Recently the secretary of defense and the chairman of the Joint Chiefs of Staff joined business leaders and national security experts to publicly call for the U.S. Senate to approve the Law of the Sea Treaty. The speakers represented a broad, diverse and distinguished group of leaders and experts who understand why Senate approval is imperative to expand U.S. territory beneath the oceans, protect vital national security interests, develop new commercial interests and create jobs.

By approving the treaty, to which 161 nations are already party, the Senate would secure exclusive American access to the full U.S. extended continental shelf. This would mean, for example, a 600-mile extension beyond the coast of Alaska — three times the current internationally recognized 200-mile limit — securing for America a seabed area the size of California that contains enormous natural wealth, including abundant oil and natural gas resources and extensive mineral deposits, particularly vital rare earth minerals used in advanced technology products.
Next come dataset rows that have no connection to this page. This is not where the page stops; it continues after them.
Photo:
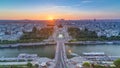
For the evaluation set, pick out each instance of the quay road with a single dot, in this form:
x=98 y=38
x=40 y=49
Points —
x=60 y=56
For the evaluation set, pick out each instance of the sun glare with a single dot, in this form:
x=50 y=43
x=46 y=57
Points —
x=50 y=18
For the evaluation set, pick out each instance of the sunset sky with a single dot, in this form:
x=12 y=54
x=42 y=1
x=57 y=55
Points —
x=54 y=9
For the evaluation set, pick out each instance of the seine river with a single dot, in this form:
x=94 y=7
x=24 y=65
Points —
x=49 y=51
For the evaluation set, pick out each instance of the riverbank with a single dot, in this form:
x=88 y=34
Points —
x=92 y=42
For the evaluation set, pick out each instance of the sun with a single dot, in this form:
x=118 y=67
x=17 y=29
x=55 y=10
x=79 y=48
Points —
x=50 y=18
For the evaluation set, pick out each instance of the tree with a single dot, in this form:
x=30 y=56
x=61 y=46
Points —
x=117 y=63
x=36 y=65
x=34 y=30
x=86 y=65
x=29 y=65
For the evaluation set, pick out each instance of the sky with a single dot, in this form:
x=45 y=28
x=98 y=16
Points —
x=57 y=9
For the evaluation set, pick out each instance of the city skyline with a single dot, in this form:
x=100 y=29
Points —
x=54 y=9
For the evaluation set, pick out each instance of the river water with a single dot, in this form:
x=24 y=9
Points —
x=49 y=51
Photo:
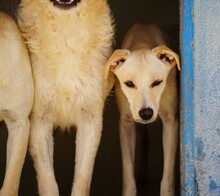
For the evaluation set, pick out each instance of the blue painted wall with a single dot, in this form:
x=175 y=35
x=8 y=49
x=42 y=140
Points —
x=200 y=93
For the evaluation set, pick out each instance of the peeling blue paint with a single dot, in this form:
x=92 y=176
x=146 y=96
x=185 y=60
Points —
x=200 y=98
x=199 y=144
x=187 y=114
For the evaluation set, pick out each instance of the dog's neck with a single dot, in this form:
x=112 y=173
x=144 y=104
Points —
x=65 y=3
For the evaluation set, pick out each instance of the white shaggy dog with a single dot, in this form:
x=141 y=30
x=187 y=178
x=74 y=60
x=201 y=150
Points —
x=146 y=88
x=16 y=99
x=69 y=43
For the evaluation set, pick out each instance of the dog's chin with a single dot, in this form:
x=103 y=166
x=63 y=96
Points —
x=140 y=121
x=65 y=4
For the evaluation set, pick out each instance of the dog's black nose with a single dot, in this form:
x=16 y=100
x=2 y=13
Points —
x=146 y=113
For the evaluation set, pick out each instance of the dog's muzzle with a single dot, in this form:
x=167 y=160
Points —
x=65 y=3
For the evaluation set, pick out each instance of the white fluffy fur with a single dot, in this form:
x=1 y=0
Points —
x=16 y=99
x=146 y=61
x=68 y=51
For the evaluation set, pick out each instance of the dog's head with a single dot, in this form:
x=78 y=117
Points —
x=65 y=3
x=142 y=75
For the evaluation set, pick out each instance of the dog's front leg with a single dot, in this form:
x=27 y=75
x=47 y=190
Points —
x=87 y=141
x=41 y=149
x=170 y=141
x=128 y=143
x=18 y=133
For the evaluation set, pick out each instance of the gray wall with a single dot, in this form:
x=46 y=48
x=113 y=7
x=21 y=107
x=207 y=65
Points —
x=107 y=172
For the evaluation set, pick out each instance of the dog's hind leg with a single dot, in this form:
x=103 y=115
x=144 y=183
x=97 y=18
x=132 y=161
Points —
x=41 y=149
x=18 y=133
x=128 y=143
x=170 y=141
x=87 y=141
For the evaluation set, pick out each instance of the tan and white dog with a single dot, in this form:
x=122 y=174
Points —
x=69 y=42
x=146 y=88
x=16 y=99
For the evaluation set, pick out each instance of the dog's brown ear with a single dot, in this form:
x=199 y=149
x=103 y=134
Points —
x=168 y=56
x=119 y=56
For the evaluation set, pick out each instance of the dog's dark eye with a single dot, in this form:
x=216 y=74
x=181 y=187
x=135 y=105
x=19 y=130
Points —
x=130 y=84
x=156 y=83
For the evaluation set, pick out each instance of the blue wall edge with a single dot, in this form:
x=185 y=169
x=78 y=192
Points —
x=188 y=179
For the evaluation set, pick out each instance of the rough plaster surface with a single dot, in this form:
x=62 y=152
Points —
x=207 y=96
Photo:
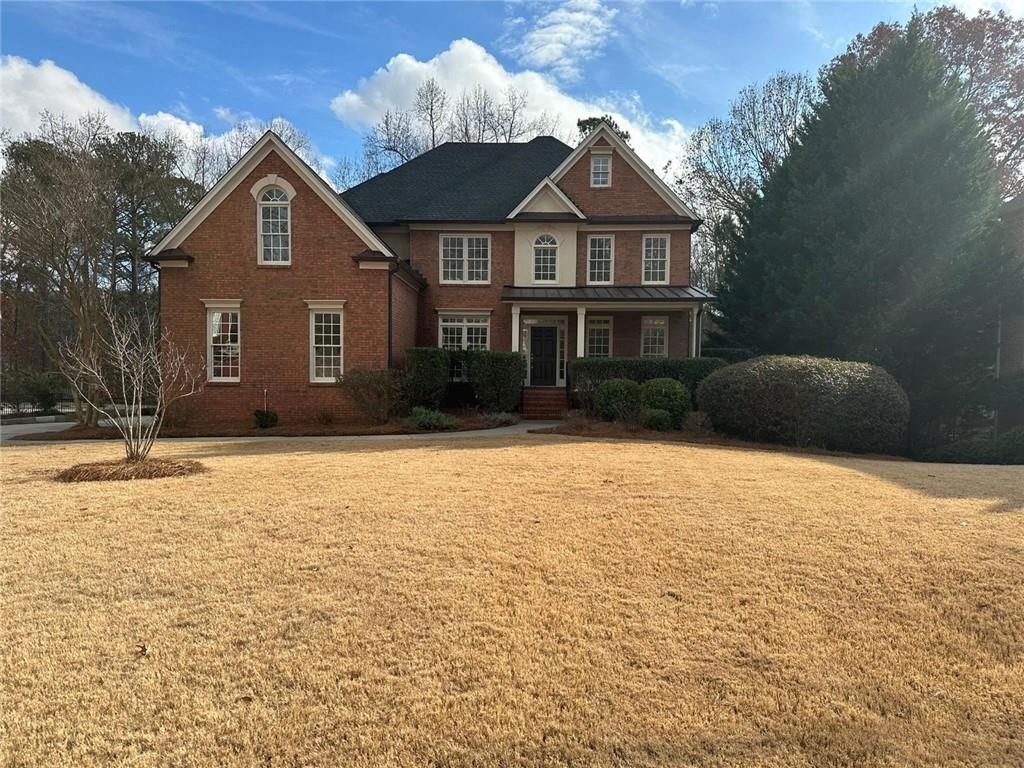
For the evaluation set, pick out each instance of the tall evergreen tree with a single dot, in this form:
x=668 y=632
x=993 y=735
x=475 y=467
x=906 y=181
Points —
x=875 y=238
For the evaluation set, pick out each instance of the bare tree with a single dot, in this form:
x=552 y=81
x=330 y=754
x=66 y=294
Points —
x=58 y=257
x=430 y=109
x=727 y=160
x=131 y=367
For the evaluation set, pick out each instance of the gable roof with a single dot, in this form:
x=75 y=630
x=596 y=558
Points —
x=603 y=130
x=458 y=182
x=268 y=142
x=549 y=185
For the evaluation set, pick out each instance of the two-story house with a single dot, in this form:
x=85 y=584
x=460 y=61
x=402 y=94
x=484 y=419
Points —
x=536 y=247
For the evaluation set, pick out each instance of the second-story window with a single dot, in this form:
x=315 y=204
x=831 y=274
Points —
x=655 y=258
x=600 y=251
x=465 y=258
x=600 y=170
x=545 y=259
x=274 y=227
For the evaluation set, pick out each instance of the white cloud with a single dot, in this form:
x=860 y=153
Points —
x=30 y=89
x=466 y=64
x=564 y=38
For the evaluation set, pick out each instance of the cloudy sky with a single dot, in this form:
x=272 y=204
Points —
x=332 y=69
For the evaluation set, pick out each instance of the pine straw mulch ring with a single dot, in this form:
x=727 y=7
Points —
x=148 y=469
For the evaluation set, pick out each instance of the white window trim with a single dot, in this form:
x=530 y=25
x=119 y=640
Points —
x=643 y=322
x=611 y=333
x=532 y=261
x=465 y=259
x=257 y=192
x=668 y=259
x=611 y=270
x=594 y=155
x=450 y=315
x=220 y=305
x=325 y=305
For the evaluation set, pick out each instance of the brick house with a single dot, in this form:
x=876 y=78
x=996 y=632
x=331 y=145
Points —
x=537 y=247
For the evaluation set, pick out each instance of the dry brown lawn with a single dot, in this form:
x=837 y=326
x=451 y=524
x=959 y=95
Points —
x=537 y=600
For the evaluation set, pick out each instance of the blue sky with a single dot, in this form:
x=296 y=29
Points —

Other nations are in the process of claiming resources off their own coasts, but American industry and investors cannot pursue our opportunities without the needed international recognition of America’s legal rights to exploit seabed resources that treaty ratification would provide.

Further, the United States would gain a permanent seat — and a permanent veto — on the international body that regulates access to ocean mineral resources in international waters. We need our government actively involved in this body to defend U.S. claims and interests. Failure to approve the Law of the Sea Treaty would pose a strategic commercial and security disadvantage for the nation.

Senate approval would also assure U.S. armed forces the legal right to move through and over the world’s oceans (including hot spots such as the South China Sea and the Strait of Hormuz), and give the U.S. access to an internationally recognized system for resolving commercial disputes in foreign waters while protecting its exclusive right to address military disputes directly and on its own terms.

That is why former U.S. presidents and secretaries of state, together with Joint Chiefs of Staff, current and former Navy, Coast Guard, Army, Marine and Air Force service chiefs, have consistently endorsed the Law of the Sea Treaty over the years. President George W. Bush’s administration strongly supported it.

Critics argue that America has gotten along just fine without the treaty, but current events make Senate approval increasingly urgent. Russia and other nations are poised to encroach on what should be within our extended economic zone in the U.S. outer continental shelf. America must now secure its legitimate claims to these valuable offshore resources.

Ratification would give America a firmer hand in dealing with the risks of Cuba’s proposed effort to drill for oil off the coast of Florida, Iran’s threats to peaceful commercial and military transit through the Strait of Hormuz, and possible threats to commercial shipping and military transport through critical straits and chokepoints throughout the world.

Both the Louisiana Purchase and Alaska Purchase were controversial in their time. It is clear now, however, that those acts of government guaranteed a secure and prosperous future for America. Today’s Senate has the constitutional obligation to deliver the next great expansion of U.S. sovereign rights. For America’s national interests, we ask them to give advice and consent to the Law of the Sea Treaty.

John Warner, a Virginia Republican, is a former secretary of the Navy and former chairman of the Senate Armed Services Committee. Thomas J. Donohue is president and CEO of the U.S. Chamber of Commerce.